Meine Damen und Herren! Welche Cluster in welcher Größenordnung und in welcher Struktur sich langfristig in der europäischen Wissenschaftslandschaft behaupten werden, ist noch offen. Aber eine Wissenschaftsregion - wie beschrieben - in Mitteldeutschland mit einer hohen Dichte an Forschungsinstitutionen, mit einer hohen Dichte an Unternehmen und Ausbildungsmöglichkeiten birgt ein weitaus größeres Entwicklungspotenzial in sich, als es die Summe der Einzelpotenziale ergeben wird. Genau darum geht es.

(Zustimmung bei der SPD)

Meine Damen und Herren! Die SPD-Fraktion schlägt vor, diesen Gesamtkomplex federführend im Ausschuss für Bildung und Wissenschaft und mitberatend im Ausschuss für Wirtschaft und Arbeit intensiv zu beraten. Vielleicht können sich die Koalitionsfraktionen angesichts ihres sehr weich formulierten Alternativantrages einem solchen Verfahren anschließen. Dann könnten wir bei uns, im Landtag von Sachsen-Anhalt, einen wesentlich solideren Umgang mit dem wirklich wichtigen Zukunftsthema der Entwicklung von Wissenschaft und Forschung im mitteldeutschen Raum praktizieren, als es im Thüringer Landtag der Fall war. Ich wäre Ihnen sehr dankbar dafür. - Ich danke Ihnen für die Aufmerksamkeit.

(Beifall bei der SPD)

Vielen Dank, Frau Dr. Kuppe. - Meine Damen und Herren!

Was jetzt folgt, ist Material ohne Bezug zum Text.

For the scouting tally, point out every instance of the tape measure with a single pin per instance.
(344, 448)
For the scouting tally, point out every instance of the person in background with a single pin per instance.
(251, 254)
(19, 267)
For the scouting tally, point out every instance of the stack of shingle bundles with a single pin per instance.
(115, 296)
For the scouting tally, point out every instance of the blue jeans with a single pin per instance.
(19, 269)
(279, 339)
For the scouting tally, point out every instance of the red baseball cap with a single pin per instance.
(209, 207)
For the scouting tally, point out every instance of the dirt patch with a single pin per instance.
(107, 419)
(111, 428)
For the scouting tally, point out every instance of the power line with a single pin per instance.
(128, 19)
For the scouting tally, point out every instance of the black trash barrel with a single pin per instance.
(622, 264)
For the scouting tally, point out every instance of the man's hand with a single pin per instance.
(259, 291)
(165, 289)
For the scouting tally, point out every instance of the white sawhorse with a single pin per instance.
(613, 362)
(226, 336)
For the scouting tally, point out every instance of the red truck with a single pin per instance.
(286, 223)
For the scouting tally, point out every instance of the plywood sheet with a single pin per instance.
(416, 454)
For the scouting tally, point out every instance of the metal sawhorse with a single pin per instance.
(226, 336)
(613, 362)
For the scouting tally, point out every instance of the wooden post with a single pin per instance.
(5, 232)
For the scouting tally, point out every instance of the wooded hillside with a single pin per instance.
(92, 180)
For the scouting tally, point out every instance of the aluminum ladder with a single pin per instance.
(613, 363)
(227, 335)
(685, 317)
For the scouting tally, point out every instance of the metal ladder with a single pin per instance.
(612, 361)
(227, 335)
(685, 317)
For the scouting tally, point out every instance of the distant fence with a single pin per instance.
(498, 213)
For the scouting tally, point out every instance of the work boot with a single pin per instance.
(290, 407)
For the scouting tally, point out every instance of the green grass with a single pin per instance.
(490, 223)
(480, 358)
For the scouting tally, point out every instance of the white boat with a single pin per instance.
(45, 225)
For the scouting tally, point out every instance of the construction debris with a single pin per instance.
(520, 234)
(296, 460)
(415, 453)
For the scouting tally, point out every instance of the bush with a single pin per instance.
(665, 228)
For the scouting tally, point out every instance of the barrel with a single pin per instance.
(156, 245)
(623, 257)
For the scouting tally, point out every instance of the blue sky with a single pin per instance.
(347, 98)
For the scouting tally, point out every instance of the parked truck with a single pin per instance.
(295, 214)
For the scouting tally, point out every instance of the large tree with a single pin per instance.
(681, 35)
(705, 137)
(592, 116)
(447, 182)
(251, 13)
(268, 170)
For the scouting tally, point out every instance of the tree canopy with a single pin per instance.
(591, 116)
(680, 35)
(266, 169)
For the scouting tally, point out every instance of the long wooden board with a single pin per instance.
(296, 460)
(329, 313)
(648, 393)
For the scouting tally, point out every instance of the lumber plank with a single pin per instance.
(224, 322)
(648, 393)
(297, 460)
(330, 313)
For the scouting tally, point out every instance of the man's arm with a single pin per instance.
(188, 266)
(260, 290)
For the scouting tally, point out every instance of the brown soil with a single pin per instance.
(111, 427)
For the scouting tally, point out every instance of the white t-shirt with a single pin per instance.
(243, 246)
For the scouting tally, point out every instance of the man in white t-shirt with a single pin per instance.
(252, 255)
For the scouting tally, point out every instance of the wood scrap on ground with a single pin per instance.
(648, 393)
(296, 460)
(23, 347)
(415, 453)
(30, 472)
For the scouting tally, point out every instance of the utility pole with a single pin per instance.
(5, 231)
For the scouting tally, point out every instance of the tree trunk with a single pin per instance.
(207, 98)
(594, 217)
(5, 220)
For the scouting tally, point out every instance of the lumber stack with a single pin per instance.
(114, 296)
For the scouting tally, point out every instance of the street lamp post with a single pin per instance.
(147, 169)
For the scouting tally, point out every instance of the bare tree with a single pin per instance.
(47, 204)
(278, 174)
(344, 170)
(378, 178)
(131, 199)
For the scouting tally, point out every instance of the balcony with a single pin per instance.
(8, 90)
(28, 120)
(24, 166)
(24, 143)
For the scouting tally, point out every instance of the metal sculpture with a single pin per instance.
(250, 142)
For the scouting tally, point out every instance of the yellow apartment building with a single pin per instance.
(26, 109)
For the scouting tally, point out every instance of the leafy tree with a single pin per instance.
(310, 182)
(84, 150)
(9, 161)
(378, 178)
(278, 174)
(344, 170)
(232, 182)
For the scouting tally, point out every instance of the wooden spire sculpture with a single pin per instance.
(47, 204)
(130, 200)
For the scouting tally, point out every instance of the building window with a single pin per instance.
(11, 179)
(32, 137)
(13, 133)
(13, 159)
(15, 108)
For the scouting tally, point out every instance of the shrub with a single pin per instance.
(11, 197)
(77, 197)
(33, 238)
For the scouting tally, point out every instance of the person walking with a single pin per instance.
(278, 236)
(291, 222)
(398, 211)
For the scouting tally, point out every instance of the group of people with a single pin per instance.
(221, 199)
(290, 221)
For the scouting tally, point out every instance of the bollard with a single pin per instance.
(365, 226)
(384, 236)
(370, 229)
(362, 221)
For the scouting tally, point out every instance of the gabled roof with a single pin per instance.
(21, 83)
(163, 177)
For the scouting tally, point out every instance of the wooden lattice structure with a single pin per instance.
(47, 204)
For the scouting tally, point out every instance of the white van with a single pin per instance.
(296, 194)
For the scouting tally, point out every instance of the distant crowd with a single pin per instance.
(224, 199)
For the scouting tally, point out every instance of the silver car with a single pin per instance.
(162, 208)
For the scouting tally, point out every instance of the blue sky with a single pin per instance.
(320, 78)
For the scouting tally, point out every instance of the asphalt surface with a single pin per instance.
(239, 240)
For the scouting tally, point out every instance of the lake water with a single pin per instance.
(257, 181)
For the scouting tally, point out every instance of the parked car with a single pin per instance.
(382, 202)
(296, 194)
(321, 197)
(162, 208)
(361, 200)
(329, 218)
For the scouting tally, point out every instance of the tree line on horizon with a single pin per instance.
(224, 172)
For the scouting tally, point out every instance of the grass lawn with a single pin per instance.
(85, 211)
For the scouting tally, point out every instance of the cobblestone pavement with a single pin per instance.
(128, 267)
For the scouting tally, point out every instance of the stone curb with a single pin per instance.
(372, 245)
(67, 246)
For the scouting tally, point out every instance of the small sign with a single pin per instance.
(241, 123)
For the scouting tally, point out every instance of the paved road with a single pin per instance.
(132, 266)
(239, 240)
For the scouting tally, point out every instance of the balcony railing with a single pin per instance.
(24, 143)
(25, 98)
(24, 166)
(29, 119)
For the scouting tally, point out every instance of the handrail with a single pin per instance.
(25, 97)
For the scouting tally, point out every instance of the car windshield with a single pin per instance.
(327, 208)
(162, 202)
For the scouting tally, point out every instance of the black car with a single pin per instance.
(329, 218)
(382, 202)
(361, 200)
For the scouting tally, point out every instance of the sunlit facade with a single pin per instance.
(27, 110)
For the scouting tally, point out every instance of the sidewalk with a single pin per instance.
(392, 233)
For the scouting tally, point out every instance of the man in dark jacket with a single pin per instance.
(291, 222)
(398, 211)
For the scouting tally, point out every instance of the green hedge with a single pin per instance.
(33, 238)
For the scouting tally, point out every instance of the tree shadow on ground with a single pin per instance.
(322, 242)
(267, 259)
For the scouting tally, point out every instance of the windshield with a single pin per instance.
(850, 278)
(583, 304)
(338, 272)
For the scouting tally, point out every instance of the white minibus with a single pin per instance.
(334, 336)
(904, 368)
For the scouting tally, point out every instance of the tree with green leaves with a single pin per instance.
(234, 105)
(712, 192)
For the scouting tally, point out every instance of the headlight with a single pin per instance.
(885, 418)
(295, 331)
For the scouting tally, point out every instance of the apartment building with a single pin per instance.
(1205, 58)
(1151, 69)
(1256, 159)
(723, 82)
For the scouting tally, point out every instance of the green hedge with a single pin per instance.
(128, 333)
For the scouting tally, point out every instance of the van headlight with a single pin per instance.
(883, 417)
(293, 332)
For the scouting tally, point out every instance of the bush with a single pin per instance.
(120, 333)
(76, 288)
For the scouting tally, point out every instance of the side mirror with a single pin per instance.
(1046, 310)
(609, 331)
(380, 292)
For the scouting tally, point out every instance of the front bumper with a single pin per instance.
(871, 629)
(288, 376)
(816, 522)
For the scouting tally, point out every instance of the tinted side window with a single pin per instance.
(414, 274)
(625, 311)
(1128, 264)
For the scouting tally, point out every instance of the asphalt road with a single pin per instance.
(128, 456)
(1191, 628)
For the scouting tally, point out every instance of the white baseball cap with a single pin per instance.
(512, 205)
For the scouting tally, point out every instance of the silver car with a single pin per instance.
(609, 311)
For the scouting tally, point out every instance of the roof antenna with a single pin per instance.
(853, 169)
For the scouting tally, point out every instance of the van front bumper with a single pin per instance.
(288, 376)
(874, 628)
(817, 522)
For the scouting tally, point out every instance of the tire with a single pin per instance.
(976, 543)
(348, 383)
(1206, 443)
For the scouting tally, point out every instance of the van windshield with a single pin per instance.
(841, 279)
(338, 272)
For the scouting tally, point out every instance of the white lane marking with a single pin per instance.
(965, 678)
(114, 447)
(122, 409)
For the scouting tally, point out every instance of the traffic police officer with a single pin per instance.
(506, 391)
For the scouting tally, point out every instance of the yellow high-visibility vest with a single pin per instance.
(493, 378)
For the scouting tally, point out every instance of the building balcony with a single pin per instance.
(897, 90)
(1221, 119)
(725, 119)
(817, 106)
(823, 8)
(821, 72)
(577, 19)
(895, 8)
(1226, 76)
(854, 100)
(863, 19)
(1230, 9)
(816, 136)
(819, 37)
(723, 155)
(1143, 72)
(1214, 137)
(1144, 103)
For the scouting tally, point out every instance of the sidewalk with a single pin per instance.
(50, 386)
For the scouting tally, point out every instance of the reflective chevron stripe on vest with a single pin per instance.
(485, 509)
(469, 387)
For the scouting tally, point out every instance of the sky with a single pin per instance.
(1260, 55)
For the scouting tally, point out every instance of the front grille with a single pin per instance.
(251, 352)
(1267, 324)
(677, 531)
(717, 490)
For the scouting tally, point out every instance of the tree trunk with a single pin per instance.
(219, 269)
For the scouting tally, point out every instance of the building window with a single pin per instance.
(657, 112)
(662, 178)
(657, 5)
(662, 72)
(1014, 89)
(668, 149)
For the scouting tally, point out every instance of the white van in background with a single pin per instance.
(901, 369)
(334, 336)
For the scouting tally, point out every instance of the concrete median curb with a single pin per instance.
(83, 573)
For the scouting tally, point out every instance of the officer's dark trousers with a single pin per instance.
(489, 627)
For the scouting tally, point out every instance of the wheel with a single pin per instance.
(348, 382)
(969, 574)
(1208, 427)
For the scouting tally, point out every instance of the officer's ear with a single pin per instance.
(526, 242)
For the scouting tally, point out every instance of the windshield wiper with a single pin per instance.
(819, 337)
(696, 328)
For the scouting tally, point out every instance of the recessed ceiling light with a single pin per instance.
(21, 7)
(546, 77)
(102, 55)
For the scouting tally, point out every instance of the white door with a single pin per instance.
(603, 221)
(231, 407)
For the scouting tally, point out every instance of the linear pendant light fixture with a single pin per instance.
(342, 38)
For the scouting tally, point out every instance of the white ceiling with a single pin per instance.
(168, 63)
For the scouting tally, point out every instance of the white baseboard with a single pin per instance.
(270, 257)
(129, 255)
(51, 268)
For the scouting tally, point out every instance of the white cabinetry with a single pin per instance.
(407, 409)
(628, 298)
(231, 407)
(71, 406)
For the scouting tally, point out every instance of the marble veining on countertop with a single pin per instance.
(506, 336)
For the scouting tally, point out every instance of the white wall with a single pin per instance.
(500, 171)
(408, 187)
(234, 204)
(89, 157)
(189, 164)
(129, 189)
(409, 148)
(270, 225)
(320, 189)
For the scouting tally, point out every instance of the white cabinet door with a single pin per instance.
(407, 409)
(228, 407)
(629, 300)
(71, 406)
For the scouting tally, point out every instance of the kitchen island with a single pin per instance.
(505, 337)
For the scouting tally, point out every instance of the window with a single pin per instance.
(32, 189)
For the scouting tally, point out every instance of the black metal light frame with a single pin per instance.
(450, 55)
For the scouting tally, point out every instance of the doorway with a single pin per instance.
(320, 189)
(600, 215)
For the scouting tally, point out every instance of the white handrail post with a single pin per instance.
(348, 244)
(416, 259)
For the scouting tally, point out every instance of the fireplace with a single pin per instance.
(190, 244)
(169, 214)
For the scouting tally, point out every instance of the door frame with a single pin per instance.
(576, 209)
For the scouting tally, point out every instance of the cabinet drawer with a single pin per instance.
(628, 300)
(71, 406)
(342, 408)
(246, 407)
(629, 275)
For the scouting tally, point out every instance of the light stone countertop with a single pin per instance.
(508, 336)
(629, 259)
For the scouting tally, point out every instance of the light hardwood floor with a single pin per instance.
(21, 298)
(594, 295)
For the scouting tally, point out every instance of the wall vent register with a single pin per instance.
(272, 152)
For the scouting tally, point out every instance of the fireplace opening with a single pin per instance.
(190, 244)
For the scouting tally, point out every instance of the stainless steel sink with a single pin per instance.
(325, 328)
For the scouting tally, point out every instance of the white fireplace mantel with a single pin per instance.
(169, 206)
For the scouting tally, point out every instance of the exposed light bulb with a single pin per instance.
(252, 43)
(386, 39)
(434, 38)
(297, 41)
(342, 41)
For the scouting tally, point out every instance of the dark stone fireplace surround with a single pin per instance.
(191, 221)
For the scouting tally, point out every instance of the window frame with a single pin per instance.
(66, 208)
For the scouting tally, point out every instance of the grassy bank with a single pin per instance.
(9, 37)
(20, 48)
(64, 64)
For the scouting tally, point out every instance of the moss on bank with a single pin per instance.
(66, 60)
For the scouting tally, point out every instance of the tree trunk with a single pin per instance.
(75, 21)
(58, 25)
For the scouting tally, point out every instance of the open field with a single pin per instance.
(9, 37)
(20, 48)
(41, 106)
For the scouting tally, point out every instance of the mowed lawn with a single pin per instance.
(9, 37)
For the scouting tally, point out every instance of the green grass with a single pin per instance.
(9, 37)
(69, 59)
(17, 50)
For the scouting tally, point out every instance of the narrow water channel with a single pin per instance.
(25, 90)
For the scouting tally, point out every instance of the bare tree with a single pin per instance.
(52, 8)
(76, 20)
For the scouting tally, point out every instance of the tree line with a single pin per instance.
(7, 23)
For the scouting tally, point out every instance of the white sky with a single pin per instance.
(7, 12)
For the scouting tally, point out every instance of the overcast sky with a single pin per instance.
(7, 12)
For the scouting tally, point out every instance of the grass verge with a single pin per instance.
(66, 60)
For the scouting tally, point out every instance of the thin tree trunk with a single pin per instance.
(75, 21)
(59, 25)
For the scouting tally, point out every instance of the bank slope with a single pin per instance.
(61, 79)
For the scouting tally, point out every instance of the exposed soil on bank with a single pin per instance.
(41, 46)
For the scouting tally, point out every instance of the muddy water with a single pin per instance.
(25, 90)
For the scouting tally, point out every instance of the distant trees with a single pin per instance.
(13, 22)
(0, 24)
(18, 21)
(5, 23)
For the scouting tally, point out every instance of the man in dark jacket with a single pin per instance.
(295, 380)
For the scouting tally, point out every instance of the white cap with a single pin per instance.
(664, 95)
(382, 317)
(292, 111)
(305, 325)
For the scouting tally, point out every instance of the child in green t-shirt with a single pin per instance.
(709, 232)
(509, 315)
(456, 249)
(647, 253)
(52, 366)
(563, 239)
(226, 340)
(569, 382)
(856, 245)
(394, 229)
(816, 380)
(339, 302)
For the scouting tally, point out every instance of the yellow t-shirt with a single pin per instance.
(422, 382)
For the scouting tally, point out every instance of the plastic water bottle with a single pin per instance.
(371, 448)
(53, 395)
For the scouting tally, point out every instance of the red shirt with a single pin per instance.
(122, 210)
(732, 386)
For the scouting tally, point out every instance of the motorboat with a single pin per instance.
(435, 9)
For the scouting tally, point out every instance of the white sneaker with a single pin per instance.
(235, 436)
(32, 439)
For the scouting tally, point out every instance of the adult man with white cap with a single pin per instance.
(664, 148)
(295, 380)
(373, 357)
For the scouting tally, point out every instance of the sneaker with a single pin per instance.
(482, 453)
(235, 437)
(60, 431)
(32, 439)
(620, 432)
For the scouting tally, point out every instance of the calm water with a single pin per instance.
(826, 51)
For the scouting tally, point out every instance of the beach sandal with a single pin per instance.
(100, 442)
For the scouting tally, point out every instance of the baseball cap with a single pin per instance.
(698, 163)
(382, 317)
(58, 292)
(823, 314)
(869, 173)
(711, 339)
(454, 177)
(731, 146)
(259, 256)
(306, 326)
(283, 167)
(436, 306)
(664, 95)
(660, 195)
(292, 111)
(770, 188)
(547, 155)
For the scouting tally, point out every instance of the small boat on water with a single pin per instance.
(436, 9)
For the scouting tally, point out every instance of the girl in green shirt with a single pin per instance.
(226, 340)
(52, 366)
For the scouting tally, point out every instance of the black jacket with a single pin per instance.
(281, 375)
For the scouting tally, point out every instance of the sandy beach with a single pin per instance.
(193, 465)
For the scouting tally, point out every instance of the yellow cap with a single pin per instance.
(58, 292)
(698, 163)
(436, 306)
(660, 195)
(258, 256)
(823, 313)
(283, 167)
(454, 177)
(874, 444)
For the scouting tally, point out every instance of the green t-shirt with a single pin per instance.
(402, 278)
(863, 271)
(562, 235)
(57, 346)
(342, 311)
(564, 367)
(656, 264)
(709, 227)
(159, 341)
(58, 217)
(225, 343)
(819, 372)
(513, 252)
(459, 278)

Begrüßen Sie mit mir auf der Südtribüne Schülerinnen und Schüler des Europa-Gymnasiums Gommern sowie Seniorinnen und Senioren aus Roßlau und auf der

Nordtribüne Damen und Herren vom Europäischen Bildungswerk für Beruf und Gesellschaft e. V. Magdeburg.

(Beifall im ganzen Hause)

Meine Damen und Herren! Bevor wir in die Debatte mit fünf Minuten Redezeit je Fraktion eintreten, hat für die Landesregierung Minister Herr Professor Dr. Olbertz um das Wort gebeten. Bitte sehr, Herr Minister.

Sehr geehrter Herr Präsident! Meine Damen und Herren Abgeordneten! Der Antrag der SPD-Fraktion zur Etablierung einer mitteldeutschen Wissenschaftsregion und in Verbindung damit eines mitteldeutschen Forschungsdreiecks hat gute Gründe. Ich muss nach der Rede von Frau Dr. Kuppe auch sagen, dass das eine mir eigentlich willkommene Kommentierung der Programmatik gewesen ist, die wir längst verfolgen. Das meine ich in einem sehr positiven Sinn; denn das heißt, diese Programmatik ist angekommen, sie wird kommuniziert, sie wird aufgegriffen. Genau das ist gewollt.